As an example of the last point, the Democrats in the US have had some success in reaching out to certain segments of the anti-abortion voter universe with the evidence based argument that progressive public policies actually serve to reduce the number of abortions more effectively that efforts to restrict access to abortion. Sometimes framed as "safe, legal and rare," it makes the case that broader social supports make it easier for a woman faced with an unplanned pregnancy to choose to carry the child to term.

Malcolm+ said...

The other part of this, frankly, is the fundamental issue of solidarity. Given the increasingly reactionary depiction of religion in the popular culture and the fact that progressives have been marginalized in many religious bodies, progressive people of faith need to have secular progressives stand in solidaity with them, not dismiss them as a potential threat.

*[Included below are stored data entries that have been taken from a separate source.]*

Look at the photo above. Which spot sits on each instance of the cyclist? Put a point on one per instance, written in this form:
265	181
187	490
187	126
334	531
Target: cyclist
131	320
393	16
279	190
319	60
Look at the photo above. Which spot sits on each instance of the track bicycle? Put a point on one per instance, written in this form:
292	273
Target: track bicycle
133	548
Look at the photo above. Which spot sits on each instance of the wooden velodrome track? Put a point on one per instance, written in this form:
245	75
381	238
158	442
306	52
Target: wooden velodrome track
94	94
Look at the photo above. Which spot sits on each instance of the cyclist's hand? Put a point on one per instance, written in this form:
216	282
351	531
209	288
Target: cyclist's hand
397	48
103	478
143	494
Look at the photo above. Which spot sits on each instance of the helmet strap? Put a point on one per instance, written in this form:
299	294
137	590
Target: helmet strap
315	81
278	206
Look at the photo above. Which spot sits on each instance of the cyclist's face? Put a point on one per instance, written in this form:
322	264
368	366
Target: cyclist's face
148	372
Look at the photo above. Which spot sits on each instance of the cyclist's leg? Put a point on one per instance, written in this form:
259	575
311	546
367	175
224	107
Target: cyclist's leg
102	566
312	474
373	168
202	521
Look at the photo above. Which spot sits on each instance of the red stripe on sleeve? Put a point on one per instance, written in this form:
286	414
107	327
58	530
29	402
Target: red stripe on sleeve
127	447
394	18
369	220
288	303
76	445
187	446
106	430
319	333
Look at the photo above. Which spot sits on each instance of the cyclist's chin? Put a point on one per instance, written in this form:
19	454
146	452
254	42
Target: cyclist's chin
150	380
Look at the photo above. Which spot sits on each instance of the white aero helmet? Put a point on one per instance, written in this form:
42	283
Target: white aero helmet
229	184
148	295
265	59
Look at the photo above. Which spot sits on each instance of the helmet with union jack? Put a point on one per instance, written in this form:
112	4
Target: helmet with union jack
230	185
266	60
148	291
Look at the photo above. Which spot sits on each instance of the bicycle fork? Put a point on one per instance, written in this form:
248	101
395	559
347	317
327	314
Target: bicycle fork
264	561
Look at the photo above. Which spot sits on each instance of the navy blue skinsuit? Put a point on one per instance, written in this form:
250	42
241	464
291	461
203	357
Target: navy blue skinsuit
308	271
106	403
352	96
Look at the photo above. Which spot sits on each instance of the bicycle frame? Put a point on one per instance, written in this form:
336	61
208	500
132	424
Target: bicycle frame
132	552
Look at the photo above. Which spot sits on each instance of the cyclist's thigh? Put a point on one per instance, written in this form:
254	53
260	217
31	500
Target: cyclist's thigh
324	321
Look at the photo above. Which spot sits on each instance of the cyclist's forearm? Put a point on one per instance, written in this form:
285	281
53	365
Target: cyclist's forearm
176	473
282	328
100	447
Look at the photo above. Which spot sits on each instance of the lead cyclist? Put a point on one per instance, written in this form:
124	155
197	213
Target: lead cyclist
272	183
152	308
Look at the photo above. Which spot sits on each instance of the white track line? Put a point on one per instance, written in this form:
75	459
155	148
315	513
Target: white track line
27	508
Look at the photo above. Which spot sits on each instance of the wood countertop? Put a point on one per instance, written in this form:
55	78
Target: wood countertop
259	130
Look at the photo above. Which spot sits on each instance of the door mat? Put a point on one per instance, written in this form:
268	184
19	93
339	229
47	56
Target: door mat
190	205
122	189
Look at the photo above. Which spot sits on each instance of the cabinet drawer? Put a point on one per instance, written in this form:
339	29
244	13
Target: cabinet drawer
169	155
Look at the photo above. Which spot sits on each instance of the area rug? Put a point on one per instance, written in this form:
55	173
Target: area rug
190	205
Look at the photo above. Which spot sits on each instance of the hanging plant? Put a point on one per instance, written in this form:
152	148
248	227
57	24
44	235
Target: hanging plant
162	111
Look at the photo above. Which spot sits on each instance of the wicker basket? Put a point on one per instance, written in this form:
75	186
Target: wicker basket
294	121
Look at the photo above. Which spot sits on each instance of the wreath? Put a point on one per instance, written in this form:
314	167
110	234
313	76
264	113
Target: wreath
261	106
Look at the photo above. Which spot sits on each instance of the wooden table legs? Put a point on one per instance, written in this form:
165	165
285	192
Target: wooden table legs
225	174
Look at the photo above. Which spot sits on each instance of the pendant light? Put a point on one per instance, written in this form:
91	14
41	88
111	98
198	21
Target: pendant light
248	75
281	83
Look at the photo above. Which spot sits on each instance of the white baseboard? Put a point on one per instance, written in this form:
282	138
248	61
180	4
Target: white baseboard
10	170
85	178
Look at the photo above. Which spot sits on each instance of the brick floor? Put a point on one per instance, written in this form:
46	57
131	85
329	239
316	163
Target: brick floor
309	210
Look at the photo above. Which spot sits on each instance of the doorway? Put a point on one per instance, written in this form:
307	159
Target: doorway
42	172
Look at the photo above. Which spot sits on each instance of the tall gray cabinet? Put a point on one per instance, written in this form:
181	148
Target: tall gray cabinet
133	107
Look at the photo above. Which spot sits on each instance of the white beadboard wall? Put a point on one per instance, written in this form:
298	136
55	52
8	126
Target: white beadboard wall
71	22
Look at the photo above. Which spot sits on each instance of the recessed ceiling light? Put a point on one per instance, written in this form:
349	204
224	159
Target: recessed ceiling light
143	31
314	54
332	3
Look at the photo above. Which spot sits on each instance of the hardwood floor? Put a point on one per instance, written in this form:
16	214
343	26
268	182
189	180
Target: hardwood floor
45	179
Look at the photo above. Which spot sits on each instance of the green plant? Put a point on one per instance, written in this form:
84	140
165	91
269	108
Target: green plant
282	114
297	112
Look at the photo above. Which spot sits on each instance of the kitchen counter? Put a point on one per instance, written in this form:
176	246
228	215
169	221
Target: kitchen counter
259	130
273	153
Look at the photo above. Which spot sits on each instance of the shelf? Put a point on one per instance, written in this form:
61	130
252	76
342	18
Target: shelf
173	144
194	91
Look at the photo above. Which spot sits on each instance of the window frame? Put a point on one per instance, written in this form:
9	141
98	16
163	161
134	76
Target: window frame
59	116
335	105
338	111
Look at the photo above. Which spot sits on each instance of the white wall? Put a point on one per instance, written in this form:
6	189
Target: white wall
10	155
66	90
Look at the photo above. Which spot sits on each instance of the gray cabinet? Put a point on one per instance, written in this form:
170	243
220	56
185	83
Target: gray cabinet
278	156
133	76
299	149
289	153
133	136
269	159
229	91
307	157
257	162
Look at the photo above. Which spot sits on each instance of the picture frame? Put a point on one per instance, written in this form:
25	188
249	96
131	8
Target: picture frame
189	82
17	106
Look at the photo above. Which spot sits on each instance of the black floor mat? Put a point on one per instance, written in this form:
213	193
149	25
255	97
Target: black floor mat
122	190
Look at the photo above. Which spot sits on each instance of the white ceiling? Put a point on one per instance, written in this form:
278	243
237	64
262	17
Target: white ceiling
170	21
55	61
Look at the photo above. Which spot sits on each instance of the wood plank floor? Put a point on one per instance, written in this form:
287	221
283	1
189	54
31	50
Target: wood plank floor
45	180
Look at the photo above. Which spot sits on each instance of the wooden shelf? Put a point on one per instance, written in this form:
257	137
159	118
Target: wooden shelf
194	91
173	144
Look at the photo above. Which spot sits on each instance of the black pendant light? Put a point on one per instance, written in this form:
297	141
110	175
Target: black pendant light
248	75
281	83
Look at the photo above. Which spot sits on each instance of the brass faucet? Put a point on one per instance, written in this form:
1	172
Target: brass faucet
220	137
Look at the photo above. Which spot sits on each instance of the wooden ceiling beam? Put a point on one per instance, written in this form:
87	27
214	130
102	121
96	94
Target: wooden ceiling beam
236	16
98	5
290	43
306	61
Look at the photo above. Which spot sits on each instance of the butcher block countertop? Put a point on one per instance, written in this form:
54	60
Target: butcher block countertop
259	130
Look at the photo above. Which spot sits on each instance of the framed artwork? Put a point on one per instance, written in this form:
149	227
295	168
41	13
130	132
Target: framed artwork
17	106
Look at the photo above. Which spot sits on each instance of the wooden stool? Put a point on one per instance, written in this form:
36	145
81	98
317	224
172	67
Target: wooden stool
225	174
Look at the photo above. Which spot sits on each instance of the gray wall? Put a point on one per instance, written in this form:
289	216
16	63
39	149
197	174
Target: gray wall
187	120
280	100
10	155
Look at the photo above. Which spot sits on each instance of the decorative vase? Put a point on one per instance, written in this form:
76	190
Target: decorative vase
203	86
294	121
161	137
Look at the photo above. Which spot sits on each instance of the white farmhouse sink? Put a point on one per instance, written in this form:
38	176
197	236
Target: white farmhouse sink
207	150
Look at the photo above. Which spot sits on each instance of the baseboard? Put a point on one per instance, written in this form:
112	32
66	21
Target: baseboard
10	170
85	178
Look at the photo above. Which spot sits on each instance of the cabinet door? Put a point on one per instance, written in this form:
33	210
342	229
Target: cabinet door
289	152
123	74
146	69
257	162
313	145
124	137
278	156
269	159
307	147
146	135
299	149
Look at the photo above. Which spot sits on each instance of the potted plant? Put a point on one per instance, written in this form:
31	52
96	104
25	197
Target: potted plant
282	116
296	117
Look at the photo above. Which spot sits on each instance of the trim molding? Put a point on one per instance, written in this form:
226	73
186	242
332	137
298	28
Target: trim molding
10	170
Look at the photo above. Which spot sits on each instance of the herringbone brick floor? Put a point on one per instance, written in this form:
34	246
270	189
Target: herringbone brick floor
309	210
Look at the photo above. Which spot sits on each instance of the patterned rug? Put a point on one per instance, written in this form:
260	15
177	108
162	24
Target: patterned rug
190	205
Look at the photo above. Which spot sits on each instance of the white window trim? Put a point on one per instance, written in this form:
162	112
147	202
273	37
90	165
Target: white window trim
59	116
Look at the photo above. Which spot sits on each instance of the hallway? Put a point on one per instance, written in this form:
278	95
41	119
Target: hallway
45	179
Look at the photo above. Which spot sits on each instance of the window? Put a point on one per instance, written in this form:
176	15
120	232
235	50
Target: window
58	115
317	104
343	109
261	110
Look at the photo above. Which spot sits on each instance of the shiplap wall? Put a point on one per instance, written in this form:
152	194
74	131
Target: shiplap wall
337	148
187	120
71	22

All of his leaves aside the matter of the incipient and growing anti-religious attitude that exists within the NDP. I've seen potential candidates grilled repeatedly on issues of choice and human sexuality - and their affirmations of support for party policy essentially treated as dishonest. Too many secular progressives are content to accept the claims of the religious right unchallenged - and in the process, to make progressive people of faith feel unwelcome in the New Democratic Party.

Likewise, when some secular progressives mistake the "separation of church and state' (an American constitutional construct, incidentally) with the idea that there is no place for religious perspectives in discussions of public policy, we essentially tell religious voters to go away. Personally, I'm very glad that religious voters like Tommy Douglas and Stanley Knowles chose to advance the principles that grew out of their religious faith by engaging in secular politics.

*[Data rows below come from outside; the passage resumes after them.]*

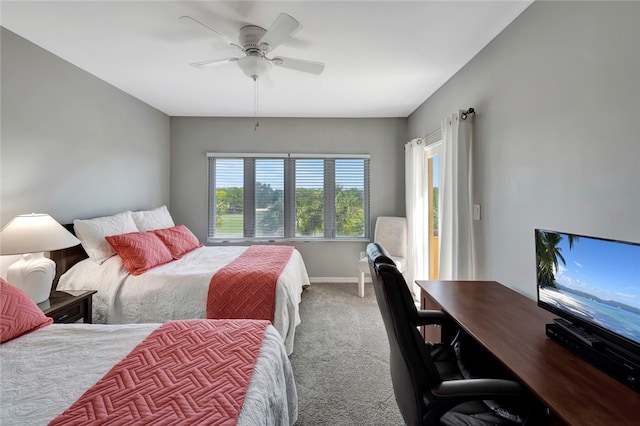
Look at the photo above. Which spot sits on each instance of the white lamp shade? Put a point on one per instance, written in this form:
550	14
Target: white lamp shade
33	233
254	66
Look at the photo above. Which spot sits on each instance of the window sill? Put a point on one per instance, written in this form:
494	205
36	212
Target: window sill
244	241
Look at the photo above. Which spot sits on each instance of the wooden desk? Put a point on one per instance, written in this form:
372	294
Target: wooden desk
512	327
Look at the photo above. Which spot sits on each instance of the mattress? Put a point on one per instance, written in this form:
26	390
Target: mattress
178	290
45	371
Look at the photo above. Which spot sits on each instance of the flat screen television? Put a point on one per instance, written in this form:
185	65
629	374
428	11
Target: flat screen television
593	283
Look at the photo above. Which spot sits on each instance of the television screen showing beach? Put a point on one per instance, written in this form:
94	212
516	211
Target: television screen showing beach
594	279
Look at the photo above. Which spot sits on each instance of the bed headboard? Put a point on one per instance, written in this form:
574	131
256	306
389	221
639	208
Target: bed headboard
66	258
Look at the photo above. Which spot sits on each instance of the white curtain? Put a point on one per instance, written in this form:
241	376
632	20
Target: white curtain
417	210
457	260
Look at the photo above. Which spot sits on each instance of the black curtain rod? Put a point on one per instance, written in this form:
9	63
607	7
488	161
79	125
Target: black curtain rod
467	112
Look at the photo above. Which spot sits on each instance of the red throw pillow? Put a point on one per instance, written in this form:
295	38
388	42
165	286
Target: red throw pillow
178	239
18	313
140	251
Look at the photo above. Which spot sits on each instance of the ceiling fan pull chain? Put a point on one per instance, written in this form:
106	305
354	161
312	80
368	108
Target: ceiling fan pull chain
255	92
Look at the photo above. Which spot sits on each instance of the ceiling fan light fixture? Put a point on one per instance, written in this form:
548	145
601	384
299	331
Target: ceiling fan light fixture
254	66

Frankly, the greatest threat to the party's principles is not a plan to reach out to religious voters. Over the last couple of decades we've seen a party that largely capitulated to a neoliberal economic model - a capitulation not led by religious voters. And we watched a party that, having slain the deficit, couldn't figure out what direction to take in its last decade of power - again, not the fault of religious voters. The threat to the party's core principles is not outreach to religious voters, but the steadfast refusal of the party to engage in any serious renewal since the late 1980s.

Malcolm+ said...

Your small business example wasn't part o what you posted over at Simple Massing Priest, so I'll add this further bit.

I actually think there's been a much more longstanding attempt in the party to appeal to small business owners. For some time, I think progressives have taken a position that small business should be treated differently than large business, both in terms of regulation and taxation. And whatever the larger merits of the particular proposal to eliminate the small business tax, I don't think there was any vital principle at stake in that. It's not like we were saying that employees of small businesses shouldn't be allowed to unionize and bargain collectively, which would have violated our principles.

Since the party's position on choice and on LGBTQ2S are rooted in principles, I don't see much room for a compromise that would be comparable to the tax plank in the last platform.